Training

The training process of our SMT system is performed by the script training.perl. The entire system can be run deployed in several steps, starting from a training bitext and the corresponding word-to-word alignments. Next, we show an example of training using the French-English example:

$> training.perl \
     --train-src data/newsco.fr \
     --train-trg data/newsco.en \
     --alignment-file data/newsco.fr2en.ali \
     --train-src-rules data/newsco.fr.pos \
     --train-src-bm data/newsco.fr \
     --train-trg-bm data/newsco.en \
     --name-src-bm w \
     --name-trg-bm w \
     --output-dir fr2en \
     --first-step 1 \
     --last-step 8

The first three parameters indicate the input files needed to build our SMT system (source and target training bitext and the corresponding alignment).

In the first step, the word distribution is built from the word alignments newsco.fr2de/lex.f2n, newsco.fr2de/lex.n2f. Translation units are then extracted (step 1) newsco.fr2de/unfoldNULL and filtered (step 2) to avoid source-NULLed units newsco.fr2de/unfold.

The final vocabulary of units is built after applying several pruning techniques unfold.maxs5.maxf4.tnb30.voc (step 3). Uncontextualized scores are also computed for each tuple unfold.maxs5.maxf4.tnb30.voc.lex1.lex2.rfreq1.rfreq2.

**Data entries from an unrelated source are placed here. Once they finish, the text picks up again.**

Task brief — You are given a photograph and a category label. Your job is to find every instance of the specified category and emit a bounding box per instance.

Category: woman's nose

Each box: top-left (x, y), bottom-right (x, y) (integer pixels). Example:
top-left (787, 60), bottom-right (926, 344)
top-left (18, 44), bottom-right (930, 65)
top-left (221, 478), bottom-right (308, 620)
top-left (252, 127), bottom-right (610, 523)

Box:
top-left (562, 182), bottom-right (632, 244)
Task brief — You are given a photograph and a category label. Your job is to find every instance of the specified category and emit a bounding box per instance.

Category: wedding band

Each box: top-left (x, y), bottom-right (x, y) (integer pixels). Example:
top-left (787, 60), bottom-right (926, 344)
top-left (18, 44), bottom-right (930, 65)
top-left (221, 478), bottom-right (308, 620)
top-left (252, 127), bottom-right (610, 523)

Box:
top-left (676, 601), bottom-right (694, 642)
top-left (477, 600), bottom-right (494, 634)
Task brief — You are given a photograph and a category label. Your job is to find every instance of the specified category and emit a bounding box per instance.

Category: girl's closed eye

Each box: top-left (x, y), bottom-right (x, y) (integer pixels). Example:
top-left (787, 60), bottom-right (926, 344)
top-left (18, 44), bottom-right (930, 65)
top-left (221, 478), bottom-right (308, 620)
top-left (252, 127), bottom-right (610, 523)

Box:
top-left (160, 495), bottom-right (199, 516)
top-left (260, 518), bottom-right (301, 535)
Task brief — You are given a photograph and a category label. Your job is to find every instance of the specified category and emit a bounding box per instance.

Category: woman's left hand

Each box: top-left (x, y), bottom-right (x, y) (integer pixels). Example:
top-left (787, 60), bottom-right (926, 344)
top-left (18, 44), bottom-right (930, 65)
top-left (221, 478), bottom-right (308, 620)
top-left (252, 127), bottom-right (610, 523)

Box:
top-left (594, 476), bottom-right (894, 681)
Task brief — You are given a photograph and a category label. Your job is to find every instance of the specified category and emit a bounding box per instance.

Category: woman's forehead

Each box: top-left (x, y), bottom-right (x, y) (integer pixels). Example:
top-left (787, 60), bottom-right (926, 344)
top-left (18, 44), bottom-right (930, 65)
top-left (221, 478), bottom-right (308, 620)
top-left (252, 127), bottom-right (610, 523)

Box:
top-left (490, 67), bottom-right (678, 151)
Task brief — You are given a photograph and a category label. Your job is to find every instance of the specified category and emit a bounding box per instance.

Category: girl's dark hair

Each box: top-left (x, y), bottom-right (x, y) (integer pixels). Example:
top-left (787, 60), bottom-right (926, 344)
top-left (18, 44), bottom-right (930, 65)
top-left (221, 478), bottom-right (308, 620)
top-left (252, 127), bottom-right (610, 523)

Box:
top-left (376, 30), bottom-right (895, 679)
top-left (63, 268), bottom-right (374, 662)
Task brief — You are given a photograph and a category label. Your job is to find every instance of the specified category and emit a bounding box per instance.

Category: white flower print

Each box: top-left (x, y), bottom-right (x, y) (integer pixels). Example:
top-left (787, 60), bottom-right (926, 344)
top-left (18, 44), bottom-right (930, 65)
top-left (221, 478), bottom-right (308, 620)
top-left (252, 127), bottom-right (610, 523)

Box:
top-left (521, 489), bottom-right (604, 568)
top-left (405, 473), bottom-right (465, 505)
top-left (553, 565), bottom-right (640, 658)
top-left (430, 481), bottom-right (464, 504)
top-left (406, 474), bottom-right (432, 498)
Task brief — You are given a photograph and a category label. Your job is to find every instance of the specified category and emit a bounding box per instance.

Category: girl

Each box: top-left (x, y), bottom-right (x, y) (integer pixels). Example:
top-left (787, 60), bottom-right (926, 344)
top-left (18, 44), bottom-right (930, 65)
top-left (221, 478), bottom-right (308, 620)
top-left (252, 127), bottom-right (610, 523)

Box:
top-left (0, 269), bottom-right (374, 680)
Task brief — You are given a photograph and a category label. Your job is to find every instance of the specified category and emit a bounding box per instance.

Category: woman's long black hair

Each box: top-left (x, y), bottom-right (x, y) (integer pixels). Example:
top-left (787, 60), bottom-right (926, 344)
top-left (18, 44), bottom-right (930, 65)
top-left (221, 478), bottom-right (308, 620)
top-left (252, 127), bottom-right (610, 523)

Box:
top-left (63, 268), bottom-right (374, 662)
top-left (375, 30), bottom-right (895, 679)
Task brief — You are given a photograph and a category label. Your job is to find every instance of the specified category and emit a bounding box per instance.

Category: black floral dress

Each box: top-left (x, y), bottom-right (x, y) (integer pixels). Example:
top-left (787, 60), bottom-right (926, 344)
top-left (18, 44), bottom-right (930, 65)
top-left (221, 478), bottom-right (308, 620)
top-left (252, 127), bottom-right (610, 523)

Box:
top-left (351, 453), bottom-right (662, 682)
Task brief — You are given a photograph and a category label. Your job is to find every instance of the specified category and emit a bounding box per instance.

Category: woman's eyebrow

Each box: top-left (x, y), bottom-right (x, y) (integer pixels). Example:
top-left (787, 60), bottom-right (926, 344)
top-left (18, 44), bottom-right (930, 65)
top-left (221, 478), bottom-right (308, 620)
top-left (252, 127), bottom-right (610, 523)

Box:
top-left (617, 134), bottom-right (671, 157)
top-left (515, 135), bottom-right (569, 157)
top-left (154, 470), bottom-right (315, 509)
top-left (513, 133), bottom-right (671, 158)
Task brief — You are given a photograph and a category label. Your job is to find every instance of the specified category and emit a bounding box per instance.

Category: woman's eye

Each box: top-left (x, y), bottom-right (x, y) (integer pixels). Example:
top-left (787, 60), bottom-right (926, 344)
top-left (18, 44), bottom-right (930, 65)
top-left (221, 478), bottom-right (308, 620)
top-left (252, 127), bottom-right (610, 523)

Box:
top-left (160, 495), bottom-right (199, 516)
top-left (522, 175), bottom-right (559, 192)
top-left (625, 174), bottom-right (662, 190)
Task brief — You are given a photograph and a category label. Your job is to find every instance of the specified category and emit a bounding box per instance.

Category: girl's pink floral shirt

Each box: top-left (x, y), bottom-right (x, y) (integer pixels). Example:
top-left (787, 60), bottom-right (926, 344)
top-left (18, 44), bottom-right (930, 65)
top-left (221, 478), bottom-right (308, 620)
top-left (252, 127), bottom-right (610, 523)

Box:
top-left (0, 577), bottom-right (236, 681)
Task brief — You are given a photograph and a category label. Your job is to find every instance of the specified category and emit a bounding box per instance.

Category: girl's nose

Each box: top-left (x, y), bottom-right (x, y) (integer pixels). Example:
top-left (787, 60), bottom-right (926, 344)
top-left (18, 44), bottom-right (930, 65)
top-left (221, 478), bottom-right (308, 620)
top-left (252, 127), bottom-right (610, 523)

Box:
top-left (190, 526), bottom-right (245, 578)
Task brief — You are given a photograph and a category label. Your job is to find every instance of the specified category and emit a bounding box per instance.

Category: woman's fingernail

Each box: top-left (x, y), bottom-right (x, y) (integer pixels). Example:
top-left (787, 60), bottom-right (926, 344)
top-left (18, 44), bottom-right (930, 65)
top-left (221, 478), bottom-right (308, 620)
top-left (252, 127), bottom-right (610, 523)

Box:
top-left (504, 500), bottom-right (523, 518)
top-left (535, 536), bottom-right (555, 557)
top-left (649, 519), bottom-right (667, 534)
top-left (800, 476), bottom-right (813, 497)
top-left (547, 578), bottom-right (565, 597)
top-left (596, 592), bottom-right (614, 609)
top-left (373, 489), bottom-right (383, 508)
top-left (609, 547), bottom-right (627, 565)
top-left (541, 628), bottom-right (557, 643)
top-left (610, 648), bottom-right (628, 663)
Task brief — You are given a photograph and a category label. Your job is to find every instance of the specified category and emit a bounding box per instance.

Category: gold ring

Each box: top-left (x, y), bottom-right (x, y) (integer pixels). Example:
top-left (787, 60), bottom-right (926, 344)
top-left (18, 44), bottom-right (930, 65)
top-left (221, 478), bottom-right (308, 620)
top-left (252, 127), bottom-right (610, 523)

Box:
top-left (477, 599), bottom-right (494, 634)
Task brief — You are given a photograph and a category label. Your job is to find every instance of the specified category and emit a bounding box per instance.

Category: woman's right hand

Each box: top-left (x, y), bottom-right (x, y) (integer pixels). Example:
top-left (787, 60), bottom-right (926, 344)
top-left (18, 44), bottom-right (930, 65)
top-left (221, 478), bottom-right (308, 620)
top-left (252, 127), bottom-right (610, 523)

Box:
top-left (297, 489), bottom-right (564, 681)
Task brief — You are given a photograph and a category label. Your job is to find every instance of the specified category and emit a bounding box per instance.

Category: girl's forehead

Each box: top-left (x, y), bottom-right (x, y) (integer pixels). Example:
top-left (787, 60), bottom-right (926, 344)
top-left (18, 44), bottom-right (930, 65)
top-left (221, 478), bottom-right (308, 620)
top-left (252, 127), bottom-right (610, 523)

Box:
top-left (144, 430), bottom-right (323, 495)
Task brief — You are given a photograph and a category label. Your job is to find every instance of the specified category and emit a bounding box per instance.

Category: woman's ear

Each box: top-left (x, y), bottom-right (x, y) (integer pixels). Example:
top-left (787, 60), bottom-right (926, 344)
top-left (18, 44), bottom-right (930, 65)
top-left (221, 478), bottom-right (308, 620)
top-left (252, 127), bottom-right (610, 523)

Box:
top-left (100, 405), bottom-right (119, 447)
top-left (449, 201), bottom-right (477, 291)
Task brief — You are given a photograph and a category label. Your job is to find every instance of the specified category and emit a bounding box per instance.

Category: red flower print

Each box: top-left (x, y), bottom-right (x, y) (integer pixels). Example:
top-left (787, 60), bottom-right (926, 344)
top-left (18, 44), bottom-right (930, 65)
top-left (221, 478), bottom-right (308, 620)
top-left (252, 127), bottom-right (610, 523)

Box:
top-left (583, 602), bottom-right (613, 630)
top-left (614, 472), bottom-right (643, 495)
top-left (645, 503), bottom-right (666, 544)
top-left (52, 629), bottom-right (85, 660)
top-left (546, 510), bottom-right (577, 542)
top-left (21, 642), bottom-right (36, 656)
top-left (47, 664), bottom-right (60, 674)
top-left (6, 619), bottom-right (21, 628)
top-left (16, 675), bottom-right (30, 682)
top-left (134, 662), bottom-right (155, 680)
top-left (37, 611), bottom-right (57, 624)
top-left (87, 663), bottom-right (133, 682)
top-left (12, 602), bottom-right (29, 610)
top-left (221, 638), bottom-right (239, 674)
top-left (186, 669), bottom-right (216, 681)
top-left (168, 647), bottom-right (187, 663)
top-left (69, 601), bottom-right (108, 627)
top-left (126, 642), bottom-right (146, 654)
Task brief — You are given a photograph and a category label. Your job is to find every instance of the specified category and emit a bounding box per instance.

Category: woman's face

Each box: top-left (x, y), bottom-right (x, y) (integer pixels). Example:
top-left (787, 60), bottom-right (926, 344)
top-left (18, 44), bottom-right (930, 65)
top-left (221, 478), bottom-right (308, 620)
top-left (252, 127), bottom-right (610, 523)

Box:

The parameters --train-src-bm and --train-trg-bm consist of the training bitext factors used to estimate a bilingual n-gram language model. Multiple bilingual n-grams can be estimated using different word factors (step 4). In the example, the bilingual n-gram is built from raw words (as it employs the word files: newsco.fr and newsco.en). Parameters --name-src-bm and --name-trg-bm are used to identify the model. The final model is placed in: fr2en/unfold.maxs5.maxf4.tnb30.voc.w-w.bil.-order_3_-unk_-gt3min_1_-kndiscount_-interpolate.lm.mmap.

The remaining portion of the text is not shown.